Advisors’ ideas about good portfolio management, according to Ric Edelman, founder of Digital Assets Council of Financial Professionals (DACFP), are based on modern portfolio theory. This concept was shaped by Nobel Prize-winning economists such as Harry Markowitz, William Sharpe, and Eugene Fama. If you’re not going to make a meaningful allocation in your portfolio, you shouldn’t make one at all, according to behavioral finance theory. Edelman explains: 

“Advisors have very successful practices and they’re managing a lot of money. They’re managing hundreds of millions of dollars, often billions of dollars – and they are doing very well. No financial advisor would ever say to a client, ‘Buy one share of Microsoft.’ What’s the point? If you’re not going to make a meaningful allocation, it’s not going to move the needle.”

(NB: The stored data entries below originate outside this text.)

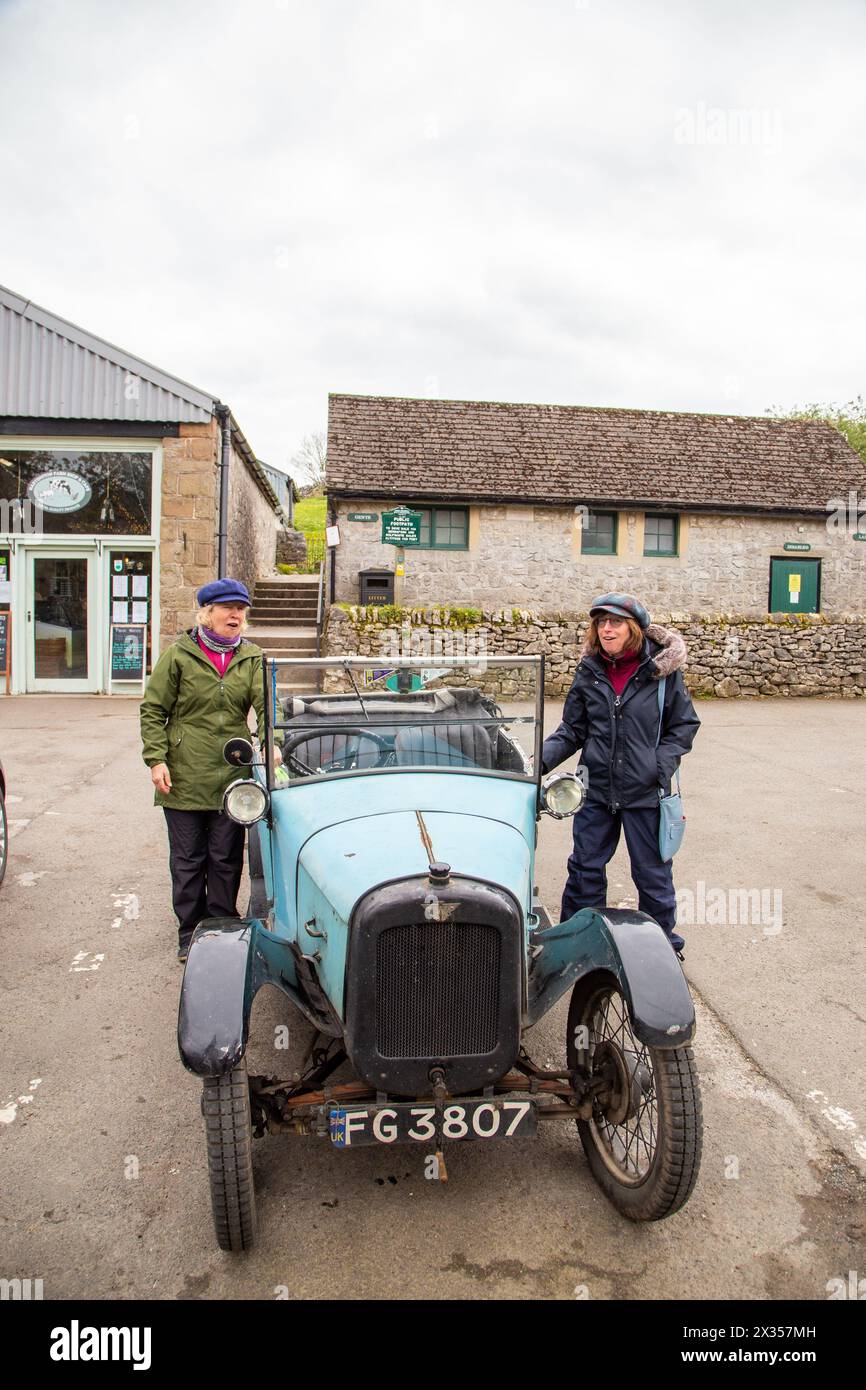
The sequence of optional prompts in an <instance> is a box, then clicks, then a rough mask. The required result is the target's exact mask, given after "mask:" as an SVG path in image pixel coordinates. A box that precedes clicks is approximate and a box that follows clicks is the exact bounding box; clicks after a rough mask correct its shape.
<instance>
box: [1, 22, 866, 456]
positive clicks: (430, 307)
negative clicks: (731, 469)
mask: <svg viewBox="0 0 866 1390" xmlns="http://www.w3.org/2000/svg"><path fill="white" fill-rule="evenodd" d="M865 53H866V3H863V0H851V3H848V0H823V3H820V4H817V3H815V0H809V3H802V0H765V3H756V0H745V3H738V0H724V3H723V0H712V3H710V0H688V3H685V0H684V3H670V0H669V3H648V0H534V3H530V0H304V3H299V0H247V3H243V4H242V3H236V0H235V3H227V0H207V3H200V0H171V3H168V0H147V3H146V4H138V6H133V7H126V6H118V4H115V3H110V0H75V3H71V0H0V142H1V154H3V164H1V179H0V197H1V199H3V217H1V220H0V284H4V285H7V286H10V288H11V289H14V291H17V292H18V293H21V295H24V296H25V297H29V299H32V300H35V302H36V303H38V304H42V306H43V307H46V309H50V310H54V311H56V313H58V314H61V316H63V317H64V318H71V320H72V321H74V322H78V324H81V325H82V327H85V328H88V329H89V331H90V332H95V334H97V335H100V336H103V338H107V339H108V341H110V342H115V343H118V345H120V346H122V347H125V349H128V350H129V352H132V353H135V354H138V356H140V357H145V359H146V360H149V361H153V363H156V364H157V366H160V367H163V368H164V370H167V371H170V373H174V374H177V375H178V377H182V378H185V379H186V381H190V382H193V384H195V385H197V386H202V388H204V389H206V391H211V392H214V393H215V395H218V396H220V398H221V399H222V400H225V402H228V403H229V404H231V407H232V410H234V411H235V416H236V418H238V420H239V423H240V425H242V428H243V431H245V434H246V435H247V438H249V441H250V443H252V446H253V448H254V450H256V452H257V453H259V456H260V457H261V459H264V460H265V461H270V463H274V464H275V466H278V467H286V466H288V461H289V459H291V456H292V453H293V450H295V449H296V446H297V443H299V442H300V438H302V436H303V435H304V434H307V432H310V431H316V430H324V428H325V421H327V395H328V391H346V392H361V393H374V395H396V396H443V398H460V399H481V400H531V402H555V403H559V404H591V406H603V404H607V406H635V407H652V409H673V410H709V411H726V413H727V411H730V413H738V414H762V413H763V411H765V409H766V407H767V406H778V407H783V409H785V407H790V406H792V404H795V403H803V402H810V400H835V402H844V400H848V399H851V398H852V396H856V395H858V393H860V392H863V377H865V373H863V336H865V335H863V322H865V321H866V274H865V261H863V253H865V247H866V203H865V190H866V81H865V78H863V54H865Z"/></svg>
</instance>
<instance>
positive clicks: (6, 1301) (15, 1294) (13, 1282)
mask: <svg viewBox="0 0 866 1390" xmlns="http://www.w3.org/2000/svg"><path fill="white" fill-rule="evenodd" d="M42 1297H43V1291H42V1279H0V1302H7V1301H11V1302H31V1301H38V1300H40V1298H42Z"/></svg>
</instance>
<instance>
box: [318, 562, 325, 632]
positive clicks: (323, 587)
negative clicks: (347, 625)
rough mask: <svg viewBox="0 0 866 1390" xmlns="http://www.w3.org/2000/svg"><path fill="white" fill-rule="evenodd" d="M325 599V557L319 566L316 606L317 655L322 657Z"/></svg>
mask: <svg viewBox="0 0 866 1390" xmlns="http://www.w3.org/2000/svg"><path fill="white" fill-rule="evenodd" d="M324 598H325V562H324V556H322V559H321V562H320V566H318V602H317V605H316V655H317V656H321V628H322V623H324V617H325V614H324Z"/></svg>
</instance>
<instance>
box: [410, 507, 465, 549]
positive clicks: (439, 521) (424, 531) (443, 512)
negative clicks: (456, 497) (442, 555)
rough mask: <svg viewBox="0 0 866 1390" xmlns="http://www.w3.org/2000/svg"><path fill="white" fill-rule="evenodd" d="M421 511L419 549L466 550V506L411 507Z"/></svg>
mask: <svg viewBox="0 0 866 1390" xmlns="http://www.w3.org/2000/svg"><path fill="white" fill-rule="evenodd" d="M411 510H413V512H420V513H421V539H420V542H418V549H421V550H467V549H468V510H467V509H466V507H411Z"/></svg>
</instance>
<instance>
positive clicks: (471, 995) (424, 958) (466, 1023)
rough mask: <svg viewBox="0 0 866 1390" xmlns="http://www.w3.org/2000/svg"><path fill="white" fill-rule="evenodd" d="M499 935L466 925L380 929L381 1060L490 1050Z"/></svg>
mask: <svg viewBox="0 0 866 1390" xmlns="http://www.w3.org/2000/svg"><path fill="white" fill-rule="evenodd" d="M500 947H502V937H500V933H499V931H498V930H496V929H495V927H488V926H481V924H478V923H471V922H443V923H431V922H424V923H413V924H407V926H398V927H388V929H386V930H385V931H382V933H381V935H379V938H378V944H377V1045H378V1051H379V1054H381V1056H389V1058H413V1056H418V1058H448V1056H470V1055H475V1054H482V1052H492V1051H493V1049H495V1047H496V1044H498V1040H499V970H500Z"/></svg>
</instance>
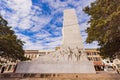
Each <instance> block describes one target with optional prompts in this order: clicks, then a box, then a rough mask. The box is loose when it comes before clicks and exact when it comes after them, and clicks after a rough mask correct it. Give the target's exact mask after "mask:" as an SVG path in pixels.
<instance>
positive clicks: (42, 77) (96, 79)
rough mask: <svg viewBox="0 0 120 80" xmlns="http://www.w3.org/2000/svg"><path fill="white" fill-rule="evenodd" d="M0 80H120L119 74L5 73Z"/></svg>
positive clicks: (1, 74)
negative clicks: (60, 73) (48, 73)
mask: <svg viewBox="0 0 120 80" xmlns="http://www.w3.org/2000/svg"><path fill="white" fill-rule="evenodd" d="M0 80H120V75H119V74H113V73H109V74H64V73H63V74H48V73H47V74H40V73H38V74H32V73H31V74H28V73H22V74H21V73H4V74H0Z"/></svg>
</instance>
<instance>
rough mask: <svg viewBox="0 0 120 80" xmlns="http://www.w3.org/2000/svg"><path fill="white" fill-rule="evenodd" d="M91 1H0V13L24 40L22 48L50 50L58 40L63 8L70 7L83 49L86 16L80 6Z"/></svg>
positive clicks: (27, 48)
mask: <svg viewBox="0 0 120 80" xmlns="http://www.w3.org/2000/svg"><path fill="white" fill-rule="evenodd" d="M93 1H95V0H0V14H1V15H2V16H3V17H4V18H5V19H6V20H7V21H8V25H9V26H11V27H12V29H13V30H14V31H15V33H16V35H17V36H18V38H20V39H21V40H23V41H25V42H26V43H25V45H24V49H32V50H36V49H53V48H55V47H56V46H60V45H61V43H62V32H61V29H62V23H63V10H64V9H70V8H74V9H75V10H76V13H77V17H78V21H79V25H80V32H81V34H82V38H83V43H84V46H85V48H96V47H97V43H96V42H93V43H92V44H86V43H85V39H86V37H87V34H86V33H85V29H86V28H87V27H89V24H87V21H88V20H89V18H90V17H89V16H88V15H87V14H85V13H84V12H83V11H82V9H83V8H84V7H85V6H88V5H90V3H91V2H93Z"/></svg>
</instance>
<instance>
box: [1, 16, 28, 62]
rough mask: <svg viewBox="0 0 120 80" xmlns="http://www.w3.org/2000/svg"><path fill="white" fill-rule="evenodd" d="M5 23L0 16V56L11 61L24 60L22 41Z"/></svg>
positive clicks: (10, 27)
mask: <svg viewBox="0 0 120 80" xmlns="http://www.w3.org/2000/svg"><path fill="white" fill-rule="evenodd" d="M7 24H8V23H7V21H6V20H4V19H3V18H2V17H1V16H0V56H1V57H4V58H6V59H10V60H11V61H16V60H26V59H27V58H25V57H24V50H23V47H22V46H23V42H22V41H21V40H20V39H17V36H16V35H15V32H14V31H13V30H11V27H8V26H7Z"/></svg>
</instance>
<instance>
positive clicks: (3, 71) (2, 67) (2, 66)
mask: <svg viewBox="0 0 120 80" xmlns="http://www.w3.org/2000/svg"><path fill="white" fill-rule="evenodd" d="M4 71H5V65H3V66H2V69H1V73H4Z"/></svg>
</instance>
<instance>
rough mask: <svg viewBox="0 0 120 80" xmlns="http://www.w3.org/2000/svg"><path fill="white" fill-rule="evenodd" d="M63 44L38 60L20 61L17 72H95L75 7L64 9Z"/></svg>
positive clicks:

According to Yale research published in 2019, 4% to 6% of a portfolio’s value should be allocated to cryptocurrency. The research included all cryptos, with a focus on Bitcoin, XRP, and ether. Financial counselors, professional financial planners, and other money experts are increasingly banding together to advocate a crypto asset allocation of 1% to 5%. In addition, the Brazilian city of Rio de Janeiro this month invested 1% of its treasury reserves in cryptocurrency, which will serve as an important case study on a municipal level. According to Edelman, a one % allocation is a magical sweet spot. It’s modest enough that a market fall would be nearly imperceptible, but it still exposes regular investors to potentially quadruple the rewards they’d get otherwise. While the amount of institutional crypto investment appears to be reducing the likelihood of a complete collapse, consumers and advisors are naturally holding their breath. As a result, according to Edelman, 1% of a contribution is sufficient to be regarded as ‘substantial.’

Bitcoin is a Must Have

As you begin your journey into the world of cryptocurrencies, you must obtain knowledge that will enable you to construct a cryptocurrency portfolio. Bitcoin is the most popular cryptocurrency, accounting for 45% of the overall cryptocurrency market capitalization, at the time of writing. That is to say, Bitcoin’s price actions continue to have a significant impact on market direction. The easiest approach to begin a crypto portfolio is to allocate at least 60% of your holdings to Bitcoin, followed by a stake in Ethereum, the second most popular cryptocurrency.  According to math, the optimal portfolio for risk-adjusted future returns is 75% Bitcoin and 25% Ethereum. After a few months of learning how the top two cryptocurrencies work, you can go on to investing in the top 20 cryptocurrencies (you listed on coinmarketcap.com). You can go outside the top 20 and invest in coins with a 10x or 20x potential over time and with confidence, though the risk is higher. This pattern was placed into a hypothetical situation using a 60/40 asset mix, which Edelman defines as ‘normal.’ Data from around the time of Bitcoin’s spectacular 2017 bull run shows a 1,500% increase in price, followed by an 84%. A portfolio without Bitcoin would return roughly 7% in a year (calculated conservatively) and 14.5 % in two years thanks to compound interest. However, if the asset allocation is changed to 59/40/1 (with a 1% addition of crypto), the prospective gains might increase to 22% in year 1 and 15.4 % in year 2 (with the 85 % decline), resulting in a net profit.

Conclusion

Although crypto is still a new asset class, a rising number of advisers are looking for reliable information to share with their clients. Financial advisors should be familiar with the digital asset ecosystem, and they should remember that there is often better advice to provide a crypto-curious client than simply ignoring the asset class altogether.